Yes, there's no carryover between games of Civilization. Then again, I'm pretty sure the card deck you're referring to only exists in AoE 3 which makes it pretty unique in the genre. Almost every other RTS has you start from scratch each match.


Haha, yeah, I was referring to AoE3, since I haven't played the others. Good to know!


Not all video games are like that, what does it matter if the "typical" video game is like that?


> Not all video games are like that, what does it matter if the "typical" video game is like that?

I guess because the comment was talking about "most popular video games"?


Not just direct consequences, but indirect consequences such as opportunity cost.

Yes you took that pawn, but now your knight is in a vulnerable position... maybe there was a better play.


X-COM 2 has the same effect.


The great thing about chess is that it does not discriminate.

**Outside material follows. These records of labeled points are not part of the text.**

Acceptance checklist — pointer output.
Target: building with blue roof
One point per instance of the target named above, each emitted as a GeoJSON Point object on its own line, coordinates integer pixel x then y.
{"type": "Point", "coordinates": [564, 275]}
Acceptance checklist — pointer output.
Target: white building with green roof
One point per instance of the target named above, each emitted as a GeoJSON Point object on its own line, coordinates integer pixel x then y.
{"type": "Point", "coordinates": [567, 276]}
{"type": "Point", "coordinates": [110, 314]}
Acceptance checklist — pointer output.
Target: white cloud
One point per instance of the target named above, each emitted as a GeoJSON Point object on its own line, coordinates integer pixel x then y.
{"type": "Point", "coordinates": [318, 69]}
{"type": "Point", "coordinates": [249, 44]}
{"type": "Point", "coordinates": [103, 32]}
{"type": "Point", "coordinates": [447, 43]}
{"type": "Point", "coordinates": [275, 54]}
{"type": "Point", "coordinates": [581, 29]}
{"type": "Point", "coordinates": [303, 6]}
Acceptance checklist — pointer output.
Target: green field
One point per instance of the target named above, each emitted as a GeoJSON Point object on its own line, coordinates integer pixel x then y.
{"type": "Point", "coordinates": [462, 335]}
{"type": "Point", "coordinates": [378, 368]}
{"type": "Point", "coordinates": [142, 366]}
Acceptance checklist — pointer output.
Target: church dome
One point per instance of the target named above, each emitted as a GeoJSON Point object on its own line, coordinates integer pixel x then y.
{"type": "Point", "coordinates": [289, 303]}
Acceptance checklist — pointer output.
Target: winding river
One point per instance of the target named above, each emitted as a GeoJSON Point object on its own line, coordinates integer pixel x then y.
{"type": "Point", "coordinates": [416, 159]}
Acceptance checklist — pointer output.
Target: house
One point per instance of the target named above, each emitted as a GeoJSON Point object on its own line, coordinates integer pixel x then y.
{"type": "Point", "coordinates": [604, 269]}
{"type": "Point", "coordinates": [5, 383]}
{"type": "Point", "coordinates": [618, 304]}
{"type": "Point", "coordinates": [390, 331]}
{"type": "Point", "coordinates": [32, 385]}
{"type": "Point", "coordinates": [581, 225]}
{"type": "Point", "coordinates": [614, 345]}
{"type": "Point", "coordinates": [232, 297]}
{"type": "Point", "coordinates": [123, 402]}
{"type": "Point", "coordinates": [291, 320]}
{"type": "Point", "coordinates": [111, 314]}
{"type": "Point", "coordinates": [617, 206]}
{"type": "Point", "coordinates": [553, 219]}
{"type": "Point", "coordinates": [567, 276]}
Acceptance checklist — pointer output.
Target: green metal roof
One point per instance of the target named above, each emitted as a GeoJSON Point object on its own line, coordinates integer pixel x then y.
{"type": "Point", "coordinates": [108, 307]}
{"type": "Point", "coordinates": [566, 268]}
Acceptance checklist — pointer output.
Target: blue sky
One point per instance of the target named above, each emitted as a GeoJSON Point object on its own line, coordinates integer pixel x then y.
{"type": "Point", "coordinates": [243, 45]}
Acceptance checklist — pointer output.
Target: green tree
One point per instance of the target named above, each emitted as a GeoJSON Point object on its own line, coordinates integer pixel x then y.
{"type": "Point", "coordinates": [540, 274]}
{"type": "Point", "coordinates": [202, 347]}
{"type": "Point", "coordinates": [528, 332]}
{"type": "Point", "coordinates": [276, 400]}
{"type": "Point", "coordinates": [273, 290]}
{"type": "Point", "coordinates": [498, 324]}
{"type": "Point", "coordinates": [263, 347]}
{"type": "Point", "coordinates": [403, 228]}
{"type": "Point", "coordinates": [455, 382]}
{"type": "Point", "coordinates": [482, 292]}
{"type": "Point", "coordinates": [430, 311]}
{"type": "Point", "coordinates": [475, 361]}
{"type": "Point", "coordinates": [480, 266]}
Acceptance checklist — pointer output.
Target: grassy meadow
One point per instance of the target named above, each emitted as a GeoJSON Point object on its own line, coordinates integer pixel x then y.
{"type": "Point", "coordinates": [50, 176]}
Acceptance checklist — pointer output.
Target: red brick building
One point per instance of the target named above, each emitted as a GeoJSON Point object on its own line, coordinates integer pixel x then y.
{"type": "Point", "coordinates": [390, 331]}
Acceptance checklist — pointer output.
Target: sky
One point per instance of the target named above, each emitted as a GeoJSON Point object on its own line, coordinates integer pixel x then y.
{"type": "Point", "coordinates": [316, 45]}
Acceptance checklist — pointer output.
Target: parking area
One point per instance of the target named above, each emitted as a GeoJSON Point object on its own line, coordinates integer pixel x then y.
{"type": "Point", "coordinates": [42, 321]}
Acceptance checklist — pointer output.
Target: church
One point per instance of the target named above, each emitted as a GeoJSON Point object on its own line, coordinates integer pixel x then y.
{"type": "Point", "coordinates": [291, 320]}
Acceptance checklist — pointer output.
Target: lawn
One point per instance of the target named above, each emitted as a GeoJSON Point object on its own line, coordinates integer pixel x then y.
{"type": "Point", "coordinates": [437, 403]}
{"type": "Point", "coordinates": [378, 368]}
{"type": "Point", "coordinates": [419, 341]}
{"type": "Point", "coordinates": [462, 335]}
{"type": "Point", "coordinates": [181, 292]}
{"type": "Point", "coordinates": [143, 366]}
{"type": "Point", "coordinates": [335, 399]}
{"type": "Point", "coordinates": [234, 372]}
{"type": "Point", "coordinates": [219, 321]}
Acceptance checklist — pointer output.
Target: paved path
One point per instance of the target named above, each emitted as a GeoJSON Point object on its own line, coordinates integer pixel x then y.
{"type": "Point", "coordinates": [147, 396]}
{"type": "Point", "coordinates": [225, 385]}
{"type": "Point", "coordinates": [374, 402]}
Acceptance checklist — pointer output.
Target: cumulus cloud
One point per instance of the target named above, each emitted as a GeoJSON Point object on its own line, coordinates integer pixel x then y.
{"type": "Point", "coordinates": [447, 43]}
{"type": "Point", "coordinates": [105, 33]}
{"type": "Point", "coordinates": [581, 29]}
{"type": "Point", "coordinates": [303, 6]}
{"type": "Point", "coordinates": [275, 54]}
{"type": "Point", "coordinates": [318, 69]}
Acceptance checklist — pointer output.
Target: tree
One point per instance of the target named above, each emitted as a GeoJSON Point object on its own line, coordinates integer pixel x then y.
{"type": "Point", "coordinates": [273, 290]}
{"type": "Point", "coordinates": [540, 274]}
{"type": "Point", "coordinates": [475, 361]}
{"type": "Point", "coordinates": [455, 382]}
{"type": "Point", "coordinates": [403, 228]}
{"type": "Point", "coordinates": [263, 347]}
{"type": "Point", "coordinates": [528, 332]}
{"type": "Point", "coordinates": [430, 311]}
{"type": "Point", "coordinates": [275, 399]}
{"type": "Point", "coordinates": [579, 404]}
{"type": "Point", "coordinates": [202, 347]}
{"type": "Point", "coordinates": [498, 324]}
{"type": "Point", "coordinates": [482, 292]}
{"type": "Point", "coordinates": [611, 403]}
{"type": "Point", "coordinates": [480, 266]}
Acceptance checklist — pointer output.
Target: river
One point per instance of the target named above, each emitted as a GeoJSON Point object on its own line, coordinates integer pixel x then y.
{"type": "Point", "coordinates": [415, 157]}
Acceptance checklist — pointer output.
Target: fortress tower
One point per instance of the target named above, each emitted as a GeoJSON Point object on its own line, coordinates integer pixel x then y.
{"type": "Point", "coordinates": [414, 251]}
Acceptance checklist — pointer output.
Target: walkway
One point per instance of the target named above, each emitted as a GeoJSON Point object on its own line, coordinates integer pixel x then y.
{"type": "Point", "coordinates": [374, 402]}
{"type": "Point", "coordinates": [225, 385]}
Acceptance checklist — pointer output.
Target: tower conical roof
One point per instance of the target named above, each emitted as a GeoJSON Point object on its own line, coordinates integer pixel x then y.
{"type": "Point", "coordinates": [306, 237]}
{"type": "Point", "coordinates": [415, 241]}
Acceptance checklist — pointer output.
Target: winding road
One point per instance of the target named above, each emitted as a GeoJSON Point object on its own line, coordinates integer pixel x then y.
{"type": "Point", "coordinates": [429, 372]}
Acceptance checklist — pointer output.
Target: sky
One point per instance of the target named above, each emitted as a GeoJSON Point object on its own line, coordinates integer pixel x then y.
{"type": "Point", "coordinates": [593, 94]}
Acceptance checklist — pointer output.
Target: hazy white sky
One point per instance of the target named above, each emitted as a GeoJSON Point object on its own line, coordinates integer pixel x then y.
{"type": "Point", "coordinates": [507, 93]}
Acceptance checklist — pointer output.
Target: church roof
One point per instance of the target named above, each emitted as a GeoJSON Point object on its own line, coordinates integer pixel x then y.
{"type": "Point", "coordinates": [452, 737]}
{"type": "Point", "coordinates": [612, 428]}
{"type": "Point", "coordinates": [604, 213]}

A child can beat an adult, poor can beat rich, uneducated can beat educated, etc..

When I played as a kid, it gave me a lot of confidence because I could beat a grown adult in a game of intellect. This had a huge impact on my life.


I wonder if Go is a better game, it is quite easy to pick up (surround opponents with different colour) but also very long to play.


Chess will teach the youth to be better strategists, to better evade the authorities when they become adult offenders.


I bet they cheat. :)

Seriously, it seems like it would encourage discipline, a good thing.